Example: How many licenses of each product did Google purchase?
# Take a subset to avoid duplicate row errors
licenses = df[['Company', 'Product', 'Licenses']]
licenses.head()
# Apply pivot
pd.pivot(data=licenses, index='Company', columns='Product', values='Licenses')🛠️ pivot_table() Method
The pivot_table() method is similar to pivot() but allows for aggregation functions to be applied.
Basic Example: Sum by Company
pd.pivot_table(df, index="Company", aggfunc='sum')🔹 Selecting Specific Columns
# Option 1: Selecting columns after pivoting
pd.pivot_table(df, index="Company", aggfunc='sum')[['Licenses', 'Sale Price']]
# Option 2: Specifying columns before pivoting
pd.pivot_table(df, index="Company", aggfunc='sum', values=['Licenses', 'Sale Price'])🔹 Alternative Using groupby()

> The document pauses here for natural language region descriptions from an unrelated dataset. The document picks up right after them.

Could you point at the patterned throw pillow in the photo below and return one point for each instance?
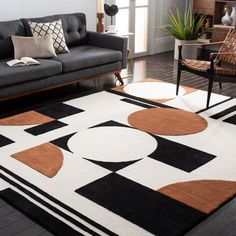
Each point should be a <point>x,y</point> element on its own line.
<point>54,28</point>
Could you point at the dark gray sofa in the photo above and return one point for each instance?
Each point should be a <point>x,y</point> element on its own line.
<point>91,55</point>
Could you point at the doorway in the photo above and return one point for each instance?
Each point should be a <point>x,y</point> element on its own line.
<point>133,19</point>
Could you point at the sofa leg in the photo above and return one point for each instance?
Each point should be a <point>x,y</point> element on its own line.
<point>118,76</point>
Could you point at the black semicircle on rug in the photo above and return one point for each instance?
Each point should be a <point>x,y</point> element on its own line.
<point>113,166</point>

df.groupby('Company').sum()[['Licenses', 'Sale Price']]🔹 Using Multiple Index Levels
pd.pivot_table(df, index=["Account Manager", "Contact"], values=['Sale Price'], aggfunc='sum')🔹 Adding Columns for Further Segmentation
pd.pivot_table(df, index=["Account Manager", "Contact"], values=["Sale Price"], columns=["Product"], aggfunc=np.sum)🔹 Filling Missing Values with fill_value=0
pd.pivot_table(df, index=["Account Manager", "Contact"], values=["Sale Price"],
columns=["Product"], aggfunc=np.sum, fill_value=0)📌 Multiple Aggregation Functions
pd.pivot_table(df, index=["Account Manager", "Contact"], values=["Sale Price"], columns=["Product"],
aggfunc=[np.sum, np.mean], fill_value=0)📌 Pivoting with Multiple Columns
pd.pivot_table(df, index=["Account Manager", "Contact"], values=["Sale Price", "Licenses"], columns=["Product"],
aggfunc=[np.sum], fill_value=0)📌 Pivoting with Multiple Indexes
pd.pivot_table(df, index=["Account Manager", "Contact", "Product"], values=["Sale Price", "Licenses"],
aggfunc=[np.sum], fill_value=0)📌 Adding a Grand Total (margins=True)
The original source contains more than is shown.